Article VI, Clause 2:
This Constitution, and the Laws of the United States which shall be made in Pursuance thereof; and all Treaties made, or which shall be made, under the Authority of the United States, shall be the supreme Law of the Land; and the Judges in every State shall be bound thereby, any Thing in the Constitution or Laws of any State to the Contrary notwithstanding.

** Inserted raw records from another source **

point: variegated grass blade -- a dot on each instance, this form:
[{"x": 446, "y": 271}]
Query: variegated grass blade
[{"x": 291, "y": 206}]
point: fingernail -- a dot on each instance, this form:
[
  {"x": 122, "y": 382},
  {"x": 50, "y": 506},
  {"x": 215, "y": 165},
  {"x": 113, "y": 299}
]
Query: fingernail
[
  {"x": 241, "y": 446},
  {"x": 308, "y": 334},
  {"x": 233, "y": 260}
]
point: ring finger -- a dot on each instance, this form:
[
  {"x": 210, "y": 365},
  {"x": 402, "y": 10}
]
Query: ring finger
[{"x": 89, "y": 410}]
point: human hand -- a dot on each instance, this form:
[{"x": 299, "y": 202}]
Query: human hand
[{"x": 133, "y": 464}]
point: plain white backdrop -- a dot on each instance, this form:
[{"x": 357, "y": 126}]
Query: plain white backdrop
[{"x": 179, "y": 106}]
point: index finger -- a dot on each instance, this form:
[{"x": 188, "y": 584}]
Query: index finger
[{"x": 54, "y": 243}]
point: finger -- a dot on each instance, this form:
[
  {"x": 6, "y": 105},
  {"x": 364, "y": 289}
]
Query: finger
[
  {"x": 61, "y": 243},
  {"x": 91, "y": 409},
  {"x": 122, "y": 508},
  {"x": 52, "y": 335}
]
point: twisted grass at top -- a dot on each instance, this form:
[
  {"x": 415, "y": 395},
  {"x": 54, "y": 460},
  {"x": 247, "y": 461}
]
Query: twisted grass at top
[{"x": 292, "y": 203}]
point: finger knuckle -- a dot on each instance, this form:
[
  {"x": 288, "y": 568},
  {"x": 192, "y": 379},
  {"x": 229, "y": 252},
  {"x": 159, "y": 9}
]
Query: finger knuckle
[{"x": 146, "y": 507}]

Five years after the decision in McCulloch v. Maryland that a state may not tax an instrumentality of the Federal Government, the Court was asked to and did reexamine the entire question in Osborn v. Bank of the United States. 1 In that case counsel for the State of Ohio, whose attempt to tax the Bank was challenged, put forward two arguments of great importance. In the first place it was
contended, that, admitting Congress to possess the power, this exemption ought to have been expressly asserted in the act of incorporation; and not being expressed, ought not to be implied by the Court. 2 To which Marshall replied:
It is no unusual thing for an act of Congress to imply, without expressing, this very exemption from state control, which is said to be so objectionable in this instance. 3 Secondly, the appellants relied
greatly on the distinction between the bank and the public institutions, such as the mint or the post office. The agents in those offices are, it is said, officers of government. . . . Not so the directors of the bank. The connection of the government with the bank, is likened to that with contractors. 4 Marshall accepted this analogy but not to the advantage of the appellants. He simply indicated that all contractors who dealt with the government were entitled to immunity from taxation upon such transactions. 5 Thus, not only was the decision of McCulloch v. Maryland reaffirmed but the foundation was laid for the vast expansion of the principle of immunity that was to follow in the succeeding decades.